No, there are of course plans here and for FIMAvac it's really to move this into a disease setting and we have internal plans for how this can be done. We have also discussions with external parties for whether we can do this in some kind of a partnership. So moving it into a proof of concept in a disease setting is a high priority for FIMAvac. and preferably, of course, in an area where we think it's really commercially interesting to move it to the next level. And then for FIMANAC, it is what I mentioned. It's really to develop the applications to our own applications for having a more ready readily sellable concept to the companies. This is the application you do for this type of organ or this type of treatment, and this is the application you do for that. It's been really, for a long period, more of an opportunistic approach, where we have this technology, we've presented it to companies, and then they, if they're interested, they can start testing it. Now we're looking at whether we can develop this a bit further ourselves internally through internal receipts and actively focus it to the where we think from the results, partly that we had with the AstraZeneca collaboration, actually, which is very interesting, where we have the most potential to bring value with our technology.
OK, great. And just a final question, maybe to understand the dynamics of the poor recruitment during the pandemic. Obviously, that's not unique to yourself, affecting most trials or many trials anyway. But given the kind of the severity of the disease and so on, patients are obviously still receiving treatment one way or another, whether that's in a trial or not. And obviously you were mentioning travel inconvenience to go to a central hospital as a potential reason why patients wouldn't want to enroll and so on. But is it your kind of assessment that a significant proportion of patients who would have enrolled but didn't because of the pandemic, are they receiving photodynamic therapy of some kind? Or is this kind of the route for them to potentially receive that? That would be interesting to understand.
I don't have, I mean it's sort of a version of the same question you had, another version of the same question you had before. It's an interesting question. I think it depends on which region you look at. If you look in certain regions where photodynamic treatments of other kinds might be used by physicians, this might be an effect in certain regions. Now generally I don't think that is the case. So I do not think that this is a big factor, that they would go to a specific other photodynamic treatment.
Okay. I'm just trying to understand if these patients would be receiving similar treatment, whether in a trial or outside of a trial, whether the pandemic is then, you know, a primary reason for them not to enroll if they're still going to go to hospital to receive photodynamic therapy then and why wouldn't they just as well do that as part of a trial notwithstanding that the traveling convenience and other things um but uh but i but i understand what you're saying in terms of that being a geographical variant yeah okay okay no great thank you very much thanks adam
I think with this we say... There is one last question.
One last question here is, are you now changing the communication policy for release?

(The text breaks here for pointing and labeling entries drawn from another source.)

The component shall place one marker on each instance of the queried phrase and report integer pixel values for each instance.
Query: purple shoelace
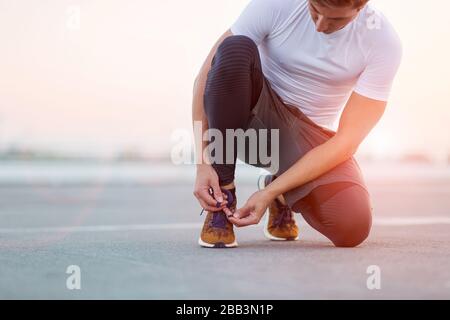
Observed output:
(219, 219)
(284, 216)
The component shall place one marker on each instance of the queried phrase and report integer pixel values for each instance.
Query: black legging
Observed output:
(341, 211)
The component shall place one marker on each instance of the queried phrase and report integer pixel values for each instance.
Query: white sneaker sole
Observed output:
(217, 245)
(267, 234)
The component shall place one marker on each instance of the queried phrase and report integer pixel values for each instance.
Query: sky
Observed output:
(102, 76)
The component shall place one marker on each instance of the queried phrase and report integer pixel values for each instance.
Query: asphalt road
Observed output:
(139, 242)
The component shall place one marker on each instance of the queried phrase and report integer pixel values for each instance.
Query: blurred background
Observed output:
(92, 93)
(100, 79)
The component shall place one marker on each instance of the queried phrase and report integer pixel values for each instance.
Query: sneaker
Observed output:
(217, 231)
(280, 222)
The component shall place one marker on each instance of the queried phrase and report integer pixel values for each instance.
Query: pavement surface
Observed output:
(139, 241)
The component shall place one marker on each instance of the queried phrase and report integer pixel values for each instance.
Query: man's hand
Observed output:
(207, 178)
(252, 211)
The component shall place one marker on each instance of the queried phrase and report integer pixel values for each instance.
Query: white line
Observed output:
(392, 221)
(132, 227)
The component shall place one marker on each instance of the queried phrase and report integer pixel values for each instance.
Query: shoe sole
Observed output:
(218, 245)
(261, 186)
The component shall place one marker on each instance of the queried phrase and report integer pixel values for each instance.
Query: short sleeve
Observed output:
(257, 20)
(375, 82)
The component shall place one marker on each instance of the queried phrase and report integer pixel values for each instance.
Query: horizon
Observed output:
(114, 82)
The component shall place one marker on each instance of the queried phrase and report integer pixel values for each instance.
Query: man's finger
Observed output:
(247, 221)
(217, 192)
(206, 197)
(205, 206)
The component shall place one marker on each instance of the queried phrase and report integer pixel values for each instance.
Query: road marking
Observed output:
(132, 227)
(393, 221)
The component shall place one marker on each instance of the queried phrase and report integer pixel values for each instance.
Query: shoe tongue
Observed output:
(219, 220)
(231, 196)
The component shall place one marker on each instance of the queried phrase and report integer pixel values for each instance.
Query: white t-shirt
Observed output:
(315, 71)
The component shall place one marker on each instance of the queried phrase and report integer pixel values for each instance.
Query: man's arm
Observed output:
(360, 115)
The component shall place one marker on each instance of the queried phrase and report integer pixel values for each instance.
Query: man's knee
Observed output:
(237, 48)
(352, 230)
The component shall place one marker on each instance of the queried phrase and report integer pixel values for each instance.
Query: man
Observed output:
(294, 65)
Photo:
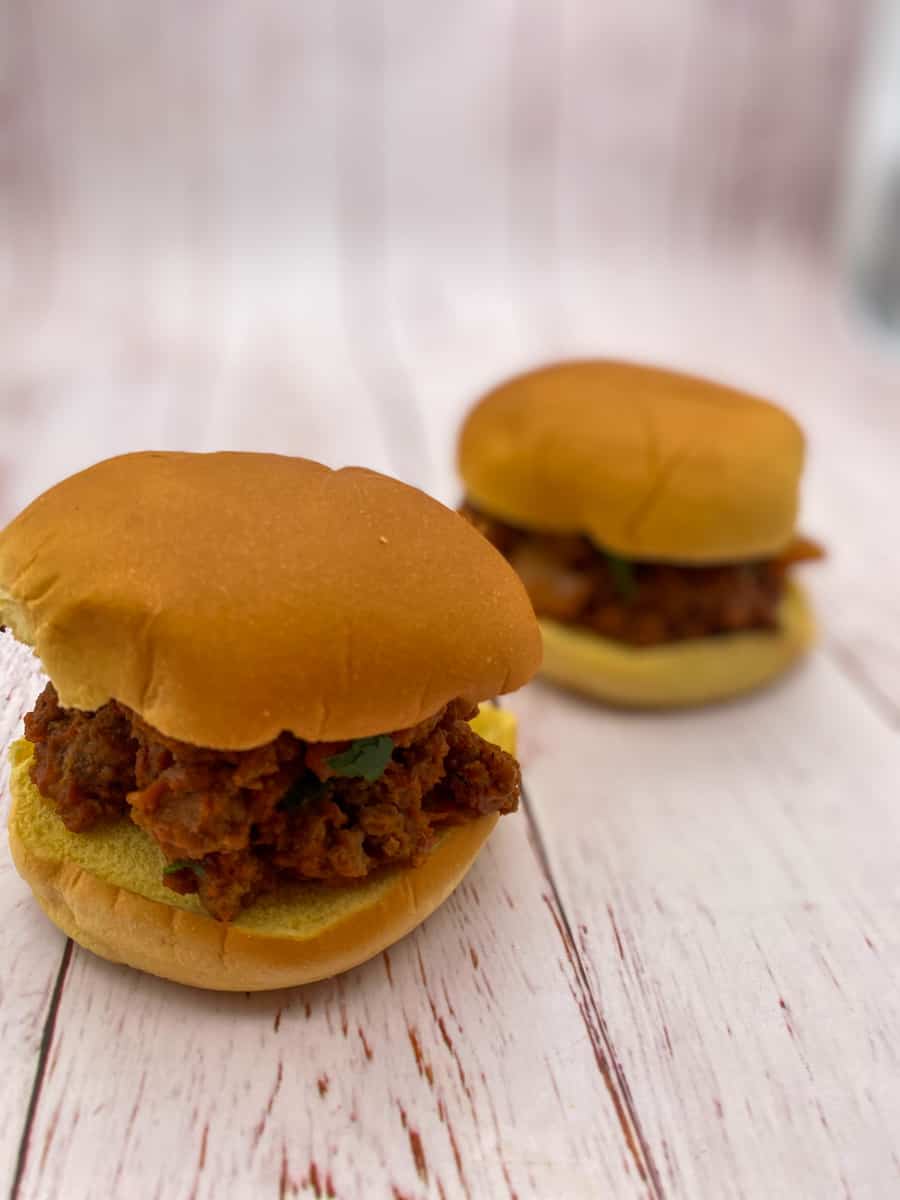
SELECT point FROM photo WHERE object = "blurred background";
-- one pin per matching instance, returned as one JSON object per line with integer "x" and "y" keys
{"x": 323, "y": 228}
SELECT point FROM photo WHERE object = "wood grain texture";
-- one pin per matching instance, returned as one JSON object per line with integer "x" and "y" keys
{"x": 736, "y": 903}
{"x": 282, "y": 227}
{"x": 461, "y": 1063}
{"x": 31, "y": 957}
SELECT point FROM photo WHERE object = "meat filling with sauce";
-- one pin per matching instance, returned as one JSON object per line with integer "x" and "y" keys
{"x": 234, "y": 825}
{"x": 573, "y": 581}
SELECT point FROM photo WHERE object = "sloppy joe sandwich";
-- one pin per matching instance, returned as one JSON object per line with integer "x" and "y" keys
{"x": 257, "y": 760}
{"x": 652, "y": 517}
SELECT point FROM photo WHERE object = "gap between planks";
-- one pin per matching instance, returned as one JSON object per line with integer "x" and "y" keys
{"x": 43, "y": 1055}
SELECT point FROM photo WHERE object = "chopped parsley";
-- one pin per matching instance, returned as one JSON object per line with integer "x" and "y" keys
{"x": 364, "y": 759}
{"x": 623, "y": 576}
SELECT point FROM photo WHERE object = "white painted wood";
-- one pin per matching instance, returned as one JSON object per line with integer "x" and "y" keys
{"x": 459, "y": 1065}
{"x": 732, "y": 876}
{"x": 31, "y": 953}
{"x": 282, "y": 227}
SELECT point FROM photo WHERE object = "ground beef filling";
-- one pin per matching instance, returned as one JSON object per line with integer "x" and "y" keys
{"x": 233, "y": 825}
{"x": 570, "y": 580}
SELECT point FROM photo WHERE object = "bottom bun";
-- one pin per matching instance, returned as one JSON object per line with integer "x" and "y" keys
{"x": 103, "y": 889}
{"x": 678, "y": 673}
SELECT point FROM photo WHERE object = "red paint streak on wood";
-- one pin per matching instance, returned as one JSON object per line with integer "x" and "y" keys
{"x": 827, "y": 966}
{"x": 49, "y": 1135}
{"x": 421, "y": 1062}
{"x": 593, "y": 1027}
{"x": 423, "y": 972}
{"x": 786, "y": 1013}
{"x": 449, "y": 1043}
{"x": 498, "y": 1137}
{"x": 366, "y": 1047}
{"x": 457, "y": 1158}
{"x": 616, "y": 933}
{"x": 313, "y": 1179}
{"x": 415, "y": 1145}
{"x": 553, "y": 1081}
{"x": 669, "y": 1042}
{"x": 268, "y": 1111}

No, we're not changing the communication policy for release. The communication policy for release is that we talk about timelines and special events and countries and sites where we enroll patients. We talk about the milestones, whether we are on plan or not to reach certain milestones. The reason that we're going out with some numbers right now is to give you an understanding of the challenges that we've had and the challenges that we see going forward. So it's to provide a more transparent scene on where we are and how the pandemic have affected us. But we will keep on the same kind of communication policy for release study that is the normal industry standard going forward. Okay, with that, many thanks to all of you listening in for your attention.